Jamestown Canoe Journey Blog 


 

We all met at Jamestown Beach at 6 a.m. That’s when we discovered that for the campers at Sequim High School, it had been a damp night – the school district apparently forgot to turn off the sprinkler timers on the field, and at about midnight the water came on, soaking all of the sleeping campers. They were soon turned off, but what a rude awakening!

The next morning, after receiving permission from Tribal Chair Ron Allen to leave Jamestown, the Laxaynem left the beach at about 6:20 bound for Hollywood Beach, along with canoes from Cowlitz, Squaxin, Muckleshoot and Nisqually.
It turned out to be rough out on the water, so for about 2 miles of the 16 mile trip, the Jamestown canoe was towed by the Whitefeather.

 
Leaving Jamestown Beach


Muckleshoot Canoe leaving Jamestown Beach


Salish Canoe asking permission to come ashore

 
Laxaynem arriving at Hollywood Beach
 

Meanwhile, ground crew made it to Elwha and set up camp. It took us about an hour and fifteen minutes to set up 9 tents and our kitchen canopy, and turn around to get back to the beach in time to watch the canoes coming in.

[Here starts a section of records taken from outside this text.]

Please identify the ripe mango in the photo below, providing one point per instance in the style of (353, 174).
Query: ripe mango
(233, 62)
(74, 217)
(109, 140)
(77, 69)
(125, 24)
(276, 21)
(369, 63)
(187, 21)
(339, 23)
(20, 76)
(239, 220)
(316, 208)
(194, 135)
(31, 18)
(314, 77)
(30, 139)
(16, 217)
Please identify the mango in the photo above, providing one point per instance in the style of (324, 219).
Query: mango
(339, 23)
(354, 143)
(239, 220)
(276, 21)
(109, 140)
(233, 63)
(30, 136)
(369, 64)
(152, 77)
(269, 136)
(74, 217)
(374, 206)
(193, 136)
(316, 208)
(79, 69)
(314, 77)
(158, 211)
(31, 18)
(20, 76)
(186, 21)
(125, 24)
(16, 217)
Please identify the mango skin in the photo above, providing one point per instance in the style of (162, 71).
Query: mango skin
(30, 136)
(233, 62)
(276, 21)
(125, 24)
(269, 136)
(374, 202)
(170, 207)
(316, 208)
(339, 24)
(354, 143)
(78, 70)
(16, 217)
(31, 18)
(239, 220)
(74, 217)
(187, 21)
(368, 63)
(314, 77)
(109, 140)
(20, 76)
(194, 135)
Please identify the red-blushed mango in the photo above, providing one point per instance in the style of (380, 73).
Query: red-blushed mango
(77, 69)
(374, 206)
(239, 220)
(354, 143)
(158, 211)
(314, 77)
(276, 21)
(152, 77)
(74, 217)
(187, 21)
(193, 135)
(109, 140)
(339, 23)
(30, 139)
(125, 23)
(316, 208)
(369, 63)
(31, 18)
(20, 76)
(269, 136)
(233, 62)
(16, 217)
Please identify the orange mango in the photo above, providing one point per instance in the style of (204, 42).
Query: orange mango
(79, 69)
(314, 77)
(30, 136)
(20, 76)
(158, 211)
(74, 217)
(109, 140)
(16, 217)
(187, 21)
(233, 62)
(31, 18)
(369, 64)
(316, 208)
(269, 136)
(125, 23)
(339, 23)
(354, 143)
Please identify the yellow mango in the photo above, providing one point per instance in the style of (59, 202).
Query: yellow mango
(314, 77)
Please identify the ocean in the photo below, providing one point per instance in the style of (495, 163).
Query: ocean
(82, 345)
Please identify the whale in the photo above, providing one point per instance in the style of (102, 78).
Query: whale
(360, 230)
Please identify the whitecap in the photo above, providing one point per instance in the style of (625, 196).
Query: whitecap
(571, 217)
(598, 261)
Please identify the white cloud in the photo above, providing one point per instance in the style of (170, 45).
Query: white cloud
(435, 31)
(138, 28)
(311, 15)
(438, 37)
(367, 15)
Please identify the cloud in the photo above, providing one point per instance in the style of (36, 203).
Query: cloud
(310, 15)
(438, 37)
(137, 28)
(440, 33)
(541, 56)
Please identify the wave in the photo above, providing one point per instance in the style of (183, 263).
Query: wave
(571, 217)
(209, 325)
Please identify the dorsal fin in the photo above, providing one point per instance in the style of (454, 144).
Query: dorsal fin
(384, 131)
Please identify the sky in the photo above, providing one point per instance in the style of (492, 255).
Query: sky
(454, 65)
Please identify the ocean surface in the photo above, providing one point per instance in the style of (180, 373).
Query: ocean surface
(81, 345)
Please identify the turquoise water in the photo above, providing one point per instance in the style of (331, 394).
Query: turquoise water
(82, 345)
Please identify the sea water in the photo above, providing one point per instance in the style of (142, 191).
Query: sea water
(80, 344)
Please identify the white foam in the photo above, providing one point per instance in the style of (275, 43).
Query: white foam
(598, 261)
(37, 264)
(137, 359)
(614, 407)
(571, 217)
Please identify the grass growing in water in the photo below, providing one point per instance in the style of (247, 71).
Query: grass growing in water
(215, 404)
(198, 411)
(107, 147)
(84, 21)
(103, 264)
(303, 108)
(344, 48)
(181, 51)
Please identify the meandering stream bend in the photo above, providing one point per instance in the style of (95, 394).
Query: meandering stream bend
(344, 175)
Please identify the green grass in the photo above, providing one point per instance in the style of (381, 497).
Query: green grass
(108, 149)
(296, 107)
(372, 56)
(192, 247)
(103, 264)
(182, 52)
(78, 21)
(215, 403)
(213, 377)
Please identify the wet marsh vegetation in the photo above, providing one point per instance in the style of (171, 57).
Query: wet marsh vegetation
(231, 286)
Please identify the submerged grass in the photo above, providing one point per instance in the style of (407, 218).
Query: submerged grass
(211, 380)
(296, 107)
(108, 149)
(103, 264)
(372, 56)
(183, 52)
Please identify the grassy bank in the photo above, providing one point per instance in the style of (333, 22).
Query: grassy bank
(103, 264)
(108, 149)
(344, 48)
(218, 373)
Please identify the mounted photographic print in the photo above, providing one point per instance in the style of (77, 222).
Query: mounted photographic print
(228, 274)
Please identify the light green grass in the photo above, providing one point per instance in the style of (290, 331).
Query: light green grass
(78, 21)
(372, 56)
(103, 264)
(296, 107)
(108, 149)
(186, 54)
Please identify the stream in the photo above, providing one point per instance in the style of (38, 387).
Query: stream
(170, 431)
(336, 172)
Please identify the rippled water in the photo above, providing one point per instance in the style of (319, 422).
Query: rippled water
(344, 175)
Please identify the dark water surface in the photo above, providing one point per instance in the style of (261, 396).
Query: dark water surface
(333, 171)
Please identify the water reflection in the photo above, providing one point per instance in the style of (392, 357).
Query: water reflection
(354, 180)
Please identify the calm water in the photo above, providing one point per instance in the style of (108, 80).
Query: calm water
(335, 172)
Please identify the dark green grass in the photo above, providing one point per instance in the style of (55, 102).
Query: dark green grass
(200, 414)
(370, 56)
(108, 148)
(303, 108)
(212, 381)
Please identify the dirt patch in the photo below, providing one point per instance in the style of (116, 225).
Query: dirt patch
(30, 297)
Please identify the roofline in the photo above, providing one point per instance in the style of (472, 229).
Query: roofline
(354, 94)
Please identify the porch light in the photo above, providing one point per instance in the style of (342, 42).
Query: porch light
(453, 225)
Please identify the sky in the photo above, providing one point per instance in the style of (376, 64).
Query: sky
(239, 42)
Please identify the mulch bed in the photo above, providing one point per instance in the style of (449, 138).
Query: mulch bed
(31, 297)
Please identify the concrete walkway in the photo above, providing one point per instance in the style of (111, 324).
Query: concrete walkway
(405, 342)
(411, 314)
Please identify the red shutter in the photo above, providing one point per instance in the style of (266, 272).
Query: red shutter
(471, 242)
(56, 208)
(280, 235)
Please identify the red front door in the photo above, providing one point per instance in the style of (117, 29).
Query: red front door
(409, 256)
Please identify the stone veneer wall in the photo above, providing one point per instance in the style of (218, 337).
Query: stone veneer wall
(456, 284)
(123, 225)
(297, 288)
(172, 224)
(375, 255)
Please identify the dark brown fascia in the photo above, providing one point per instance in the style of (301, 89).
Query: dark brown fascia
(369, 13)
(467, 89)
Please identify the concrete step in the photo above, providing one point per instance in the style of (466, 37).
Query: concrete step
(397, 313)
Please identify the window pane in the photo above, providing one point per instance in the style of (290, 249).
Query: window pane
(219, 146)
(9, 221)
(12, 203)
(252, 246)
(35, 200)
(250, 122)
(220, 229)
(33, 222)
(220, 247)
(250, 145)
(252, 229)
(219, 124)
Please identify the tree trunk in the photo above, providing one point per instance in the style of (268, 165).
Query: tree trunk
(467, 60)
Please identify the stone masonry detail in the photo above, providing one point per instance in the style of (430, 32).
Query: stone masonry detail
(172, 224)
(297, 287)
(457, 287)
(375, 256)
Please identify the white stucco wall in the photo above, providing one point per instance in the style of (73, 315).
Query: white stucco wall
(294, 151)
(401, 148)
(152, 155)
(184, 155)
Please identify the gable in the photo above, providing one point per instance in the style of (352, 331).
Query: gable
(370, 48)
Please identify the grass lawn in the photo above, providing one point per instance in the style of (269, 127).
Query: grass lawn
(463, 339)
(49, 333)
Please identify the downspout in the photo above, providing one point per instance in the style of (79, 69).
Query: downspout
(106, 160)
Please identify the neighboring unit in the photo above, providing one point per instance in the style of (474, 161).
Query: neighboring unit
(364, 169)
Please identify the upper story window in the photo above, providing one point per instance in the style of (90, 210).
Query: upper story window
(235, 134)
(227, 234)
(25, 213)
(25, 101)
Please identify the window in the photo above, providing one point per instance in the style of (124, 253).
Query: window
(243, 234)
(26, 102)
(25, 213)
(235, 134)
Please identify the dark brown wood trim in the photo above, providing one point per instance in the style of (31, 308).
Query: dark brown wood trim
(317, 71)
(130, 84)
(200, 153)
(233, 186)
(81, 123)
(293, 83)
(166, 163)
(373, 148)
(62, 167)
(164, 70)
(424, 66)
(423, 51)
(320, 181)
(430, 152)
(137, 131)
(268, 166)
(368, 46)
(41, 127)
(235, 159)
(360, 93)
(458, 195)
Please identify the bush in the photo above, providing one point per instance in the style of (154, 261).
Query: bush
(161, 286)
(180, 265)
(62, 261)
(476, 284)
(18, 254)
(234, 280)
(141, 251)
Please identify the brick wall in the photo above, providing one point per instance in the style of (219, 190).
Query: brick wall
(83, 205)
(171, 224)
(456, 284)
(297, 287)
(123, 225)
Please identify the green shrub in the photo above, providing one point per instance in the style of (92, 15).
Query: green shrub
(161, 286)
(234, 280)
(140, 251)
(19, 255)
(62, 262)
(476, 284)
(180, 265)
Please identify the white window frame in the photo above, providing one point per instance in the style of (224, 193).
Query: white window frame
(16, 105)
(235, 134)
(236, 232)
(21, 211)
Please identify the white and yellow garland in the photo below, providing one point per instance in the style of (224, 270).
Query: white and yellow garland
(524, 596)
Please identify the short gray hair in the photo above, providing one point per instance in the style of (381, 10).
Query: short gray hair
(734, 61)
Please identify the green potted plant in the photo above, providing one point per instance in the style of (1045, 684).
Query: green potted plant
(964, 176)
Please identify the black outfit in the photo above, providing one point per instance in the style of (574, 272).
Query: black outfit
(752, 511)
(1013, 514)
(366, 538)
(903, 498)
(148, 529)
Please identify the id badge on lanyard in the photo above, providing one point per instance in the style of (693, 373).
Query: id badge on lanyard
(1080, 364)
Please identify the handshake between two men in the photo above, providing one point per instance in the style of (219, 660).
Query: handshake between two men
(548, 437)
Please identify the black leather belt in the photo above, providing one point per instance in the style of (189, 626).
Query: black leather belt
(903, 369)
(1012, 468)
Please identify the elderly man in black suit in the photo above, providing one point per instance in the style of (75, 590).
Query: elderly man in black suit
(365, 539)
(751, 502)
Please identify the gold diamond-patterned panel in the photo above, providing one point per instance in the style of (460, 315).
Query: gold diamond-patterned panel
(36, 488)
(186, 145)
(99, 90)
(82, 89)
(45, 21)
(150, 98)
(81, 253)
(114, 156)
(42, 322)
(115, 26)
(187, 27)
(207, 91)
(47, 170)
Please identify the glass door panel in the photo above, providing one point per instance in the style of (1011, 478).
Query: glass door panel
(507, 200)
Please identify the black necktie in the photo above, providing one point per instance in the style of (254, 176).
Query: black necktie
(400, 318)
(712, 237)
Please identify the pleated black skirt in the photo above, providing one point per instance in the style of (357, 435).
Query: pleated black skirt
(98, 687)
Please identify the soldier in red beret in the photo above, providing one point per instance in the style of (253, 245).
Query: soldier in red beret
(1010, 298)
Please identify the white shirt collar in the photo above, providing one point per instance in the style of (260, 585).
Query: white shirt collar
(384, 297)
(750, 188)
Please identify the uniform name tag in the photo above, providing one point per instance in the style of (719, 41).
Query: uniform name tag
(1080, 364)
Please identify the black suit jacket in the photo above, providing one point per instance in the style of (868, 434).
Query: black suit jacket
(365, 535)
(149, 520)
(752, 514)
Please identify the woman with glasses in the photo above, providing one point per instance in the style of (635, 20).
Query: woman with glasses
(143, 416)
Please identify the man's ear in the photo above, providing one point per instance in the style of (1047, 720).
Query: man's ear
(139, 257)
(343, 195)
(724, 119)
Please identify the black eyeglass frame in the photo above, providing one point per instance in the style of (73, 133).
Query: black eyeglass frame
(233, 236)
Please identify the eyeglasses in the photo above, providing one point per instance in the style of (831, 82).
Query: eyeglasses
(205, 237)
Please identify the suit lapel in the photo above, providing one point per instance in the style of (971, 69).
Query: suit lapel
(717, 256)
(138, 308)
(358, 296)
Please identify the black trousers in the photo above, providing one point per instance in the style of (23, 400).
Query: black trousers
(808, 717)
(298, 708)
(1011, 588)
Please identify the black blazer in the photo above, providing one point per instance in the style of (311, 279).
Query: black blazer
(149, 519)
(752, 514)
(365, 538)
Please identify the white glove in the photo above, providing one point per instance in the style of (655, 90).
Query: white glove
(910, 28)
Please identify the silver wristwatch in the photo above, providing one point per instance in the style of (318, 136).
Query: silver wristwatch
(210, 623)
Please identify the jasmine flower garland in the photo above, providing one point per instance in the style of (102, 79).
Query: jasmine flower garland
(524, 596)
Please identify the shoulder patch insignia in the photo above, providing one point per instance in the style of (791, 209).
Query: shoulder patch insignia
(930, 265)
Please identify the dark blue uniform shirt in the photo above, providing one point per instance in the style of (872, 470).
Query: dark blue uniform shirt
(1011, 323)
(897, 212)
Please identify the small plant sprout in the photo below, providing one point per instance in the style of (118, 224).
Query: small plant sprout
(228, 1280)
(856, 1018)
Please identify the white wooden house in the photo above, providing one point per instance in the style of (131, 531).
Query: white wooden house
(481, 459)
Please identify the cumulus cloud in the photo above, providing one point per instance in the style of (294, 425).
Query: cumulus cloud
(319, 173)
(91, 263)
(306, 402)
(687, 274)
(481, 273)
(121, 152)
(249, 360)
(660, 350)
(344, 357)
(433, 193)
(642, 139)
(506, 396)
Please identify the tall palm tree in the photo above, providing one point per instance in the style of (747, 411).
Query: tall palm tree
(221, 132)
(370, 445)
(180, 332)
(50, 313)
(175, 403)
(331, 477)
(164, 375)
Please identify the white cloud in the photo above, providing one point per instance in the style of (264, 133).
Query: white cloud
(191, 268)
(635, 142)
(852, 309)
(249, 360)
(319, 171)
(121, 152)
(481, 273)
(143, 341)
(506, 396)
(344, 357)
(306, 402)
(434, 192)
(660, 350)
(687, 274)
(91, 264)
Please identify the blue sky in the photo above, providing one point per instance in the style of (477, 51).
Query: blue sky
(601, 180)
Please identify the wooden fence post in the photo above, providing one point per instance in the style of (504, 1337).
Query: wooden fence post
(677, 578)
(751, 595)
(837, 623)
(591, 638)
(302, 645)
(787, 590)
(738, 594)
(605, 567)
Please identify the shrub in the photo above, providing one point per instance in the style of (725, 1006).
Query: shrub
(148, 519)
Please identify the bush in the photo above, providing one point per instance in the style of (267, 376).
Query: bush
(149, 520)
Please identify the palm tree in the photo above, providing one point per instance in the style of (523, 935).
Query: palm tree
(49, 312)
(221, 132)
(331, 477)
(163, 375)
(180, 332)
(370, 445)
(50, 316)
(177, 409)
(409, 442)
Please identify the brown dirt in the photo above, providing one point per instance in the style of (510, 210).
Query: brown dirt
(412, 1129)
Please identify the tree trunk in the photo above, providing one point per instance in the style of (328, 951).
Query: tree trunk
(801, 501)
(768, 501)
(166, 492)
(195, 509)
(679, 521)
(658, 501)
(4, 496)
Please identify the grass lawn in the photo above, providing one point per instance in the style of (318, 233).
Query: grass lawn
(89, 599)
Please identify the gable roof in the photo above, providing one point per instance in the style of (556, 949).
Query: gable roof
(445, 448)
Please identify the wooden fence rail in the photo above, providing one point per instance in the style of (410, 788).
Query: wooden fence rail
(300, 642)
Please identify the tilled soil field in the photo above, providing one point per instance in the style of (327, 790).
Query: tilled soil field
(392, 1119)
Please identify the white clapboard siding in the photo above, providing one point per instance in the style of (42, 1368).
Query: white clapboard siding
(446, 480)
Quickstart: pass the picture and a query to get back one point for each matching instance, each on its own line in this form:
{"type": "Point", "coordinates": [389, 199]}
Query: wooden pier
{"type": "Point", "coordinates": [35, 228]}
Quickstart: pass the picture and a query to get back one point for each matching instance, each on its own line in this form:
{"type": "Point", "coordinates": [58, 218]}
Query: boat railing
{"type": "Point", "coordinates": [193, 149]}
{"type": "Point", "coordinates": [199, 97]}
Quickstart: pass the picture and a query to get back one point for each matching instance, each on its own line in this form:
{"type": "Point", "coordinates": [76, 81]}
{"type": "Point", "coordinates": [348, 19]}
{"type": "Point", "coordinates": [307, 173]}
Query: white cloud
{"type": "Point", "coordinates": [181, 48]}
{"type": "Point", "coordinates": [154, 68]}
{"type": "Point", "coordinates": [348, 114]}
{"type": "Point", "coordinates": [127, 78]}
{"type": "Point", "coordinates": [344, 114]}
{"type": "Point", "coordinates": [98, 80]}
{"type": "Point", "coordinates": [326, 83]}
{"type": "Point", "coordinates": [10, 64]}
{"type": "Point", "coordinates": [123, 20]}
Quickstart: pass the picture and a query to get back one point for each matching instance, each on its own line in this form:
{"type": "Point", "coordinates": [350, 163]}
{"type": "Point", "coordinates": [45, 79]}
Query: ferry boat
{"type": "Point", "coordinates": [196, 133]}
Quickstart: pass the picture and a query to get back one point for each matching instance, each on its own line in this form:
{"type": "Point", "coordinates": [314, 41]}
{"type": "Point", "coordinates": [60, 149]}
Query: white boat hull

When they arrived at about 1:30, Paul Bowlby told us about the huge elephant seal they had seen on the end of the Dungeness Spit. One canoe reported that another elephant seal had tried to bite their canoe! The Lower Elwha Klallam greeted the canoes with song and dance, as well as water and sandwiches, and shuttled people back to camp.

We returned to camp and several of the pullers took naps before the 5 p.m. dinner. The Lower Elwha did a fabulous job feeding us all – salmon, halibut, elk and bear meatloaf, venison stew, fry bread and salad, plus lots of different desserts. The singing and dancing went on until after midnight.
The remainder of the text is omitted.